Di bawah Perjanjian Bersama Enam Pihak Tahun 2005 antara Amerika, China, Russia dan Jepang-Korea Utara bersedia membongkar program nuklirnya sebagai imbalan mendapat bantuan ekonomi, jaminan keamanan serta hubungan diplomatik yang lebih baik.

 

Korea Utara akhirnya meninggalkan perjanjian itu dan melakukan tiga ujicoba nuklir. Inilah menyebabkan PBB menjatuhkan sanksi dan hubungannya dengan China menjadi tegang.

 

Presiden Xi belakangan ini memperbaiki hubungan itu dengan mengirim delegasi tingkat tinggi ke perayaan ulang tahun berdirinya partai pendiri Korea Utara.
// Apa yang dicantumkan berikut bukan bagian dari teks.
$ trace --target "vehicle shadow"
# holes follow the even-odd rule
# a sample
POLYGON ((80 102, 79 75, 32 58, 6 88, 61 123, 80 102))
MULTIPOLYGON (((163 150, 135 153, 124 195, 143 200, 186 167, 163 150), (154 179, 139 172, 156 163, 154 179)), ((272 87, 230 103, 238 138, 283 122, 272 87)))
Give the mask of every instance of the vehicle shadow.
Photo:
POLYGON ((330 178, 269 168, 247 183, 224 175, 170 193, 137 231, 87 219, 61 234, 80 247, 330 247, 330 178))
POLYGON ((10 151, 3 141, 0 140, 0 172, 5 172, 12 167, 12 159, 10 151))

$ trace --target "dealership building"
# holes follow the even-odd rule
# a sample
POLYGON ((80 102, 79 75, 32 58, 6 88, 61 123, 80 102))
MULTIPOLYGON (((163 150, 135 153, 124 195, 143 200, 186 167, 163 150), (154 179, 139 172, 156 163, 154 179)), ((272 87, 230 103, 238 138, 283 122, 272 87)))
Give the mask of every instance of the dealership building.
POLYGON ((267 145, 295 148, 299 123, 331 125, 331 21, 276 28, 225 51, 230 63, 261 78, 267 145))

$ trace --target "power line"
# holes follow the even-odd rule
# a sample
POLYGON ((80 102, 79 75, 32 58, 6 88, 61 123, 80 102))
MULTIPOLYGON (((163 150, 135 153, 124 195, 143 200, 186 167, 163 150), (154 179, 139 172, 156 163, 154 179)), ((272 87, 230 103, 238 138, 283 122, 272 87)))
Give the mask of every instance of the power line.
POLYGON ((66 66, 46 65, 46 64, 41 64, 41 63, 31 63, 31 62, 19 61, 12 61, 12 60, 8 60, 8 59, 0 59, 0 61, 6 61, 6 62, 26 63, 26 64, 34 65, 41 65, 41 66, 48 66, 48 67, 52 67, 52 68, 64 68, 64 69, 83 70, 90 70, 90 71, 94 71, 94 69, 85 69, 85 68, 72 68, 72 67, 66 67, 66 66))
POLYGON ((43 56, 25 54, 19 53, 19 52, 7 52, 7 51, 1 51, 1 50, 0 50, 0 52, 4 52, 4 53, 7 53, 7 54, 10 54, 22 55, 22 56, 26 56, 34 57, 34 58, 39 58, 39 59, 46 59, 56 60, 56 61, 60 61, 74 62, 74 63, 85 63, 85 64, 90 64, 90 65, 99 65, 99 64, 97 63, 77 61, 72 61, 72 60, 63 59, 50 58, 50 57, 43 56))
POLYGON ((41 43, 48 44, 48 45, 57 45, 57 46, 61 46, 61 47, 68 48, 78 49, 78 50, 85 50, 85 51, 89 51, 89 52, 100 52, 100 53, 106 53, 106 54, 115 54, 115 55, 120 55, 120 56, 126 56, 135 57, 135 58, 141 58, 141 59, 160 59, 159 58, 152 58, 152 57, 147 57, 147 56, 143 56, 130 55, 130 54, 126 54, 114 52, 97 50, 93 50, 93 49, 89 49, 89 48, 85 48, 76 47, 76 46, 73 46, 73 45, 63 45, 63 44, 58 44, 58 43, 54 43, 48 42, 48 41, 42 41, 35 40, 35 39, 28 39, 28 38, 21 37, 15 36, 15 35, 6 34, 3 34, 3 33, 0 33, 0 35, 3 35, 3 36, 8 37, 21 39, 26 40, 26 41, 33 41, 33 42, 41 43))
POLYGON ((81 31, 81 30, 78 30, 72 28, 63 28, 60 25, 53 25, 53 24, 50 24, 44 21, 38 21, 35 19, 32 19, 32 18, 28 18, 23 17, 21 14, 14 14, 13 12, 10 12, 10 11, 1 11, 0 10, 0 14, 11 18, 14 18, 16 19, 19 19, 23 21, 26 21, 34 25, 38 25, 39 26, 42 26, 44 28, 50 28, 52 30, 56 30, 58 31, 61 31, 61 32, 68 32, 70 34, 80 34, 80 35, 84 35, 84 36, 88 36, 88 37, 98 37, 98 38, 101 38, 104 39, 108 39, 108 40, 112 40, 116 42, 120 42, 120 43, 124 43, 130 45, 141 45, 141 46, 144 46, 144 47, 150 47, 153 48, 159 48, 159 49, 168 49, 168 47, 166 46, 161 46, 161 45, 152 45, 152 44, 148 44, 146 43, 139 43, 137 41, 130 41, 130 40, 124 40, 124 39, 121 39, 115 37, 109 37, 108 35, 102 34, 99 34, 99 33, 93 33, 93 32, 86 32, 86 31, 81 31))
Juga ada laporan tentang meningkatnya perkembangan ekonomi di kawasan perbatasan antara kedua negara.

 

Pejabat-pejabat di Seoul mengatakan, sejak itu sikap Pyongyang mengekang diri yang lain dari biasa bekerjasama dengan Seoul mempertemukan keluarga terpisah dan tidak memenuhi ancamannya hendak meluncurkan roket jarak jauh.

 

Atau juga melakukan ujicoba nuklir yang ke-empat, sebagian adalah akibat pengaruh Beijing. Dalam jangka pendek, kata Profesor Suh, Beijing menggunakan pengaruhnya dalam cara yang membangun memisah Seoul dari posisi Washington bahwa Pyongyang mesti menghentikan program nuklirnya sebelum pembicaraan baru dapat dimulai.

 

"Bebas nuklir adalah tujuan yang dapat dicapai pada akhir suatu proses yang panjang, dan adalah tidak lazim bagi Korea Utara menjadi yang pertama memaklumkan tujuan tersebut," ujar Suh.

 

Tujuan jangka panjang China, katanya, ialah mencoba menstabilkan Korea Utara sebagai penyangga terhadap Korea Selatan sekutu Amerika.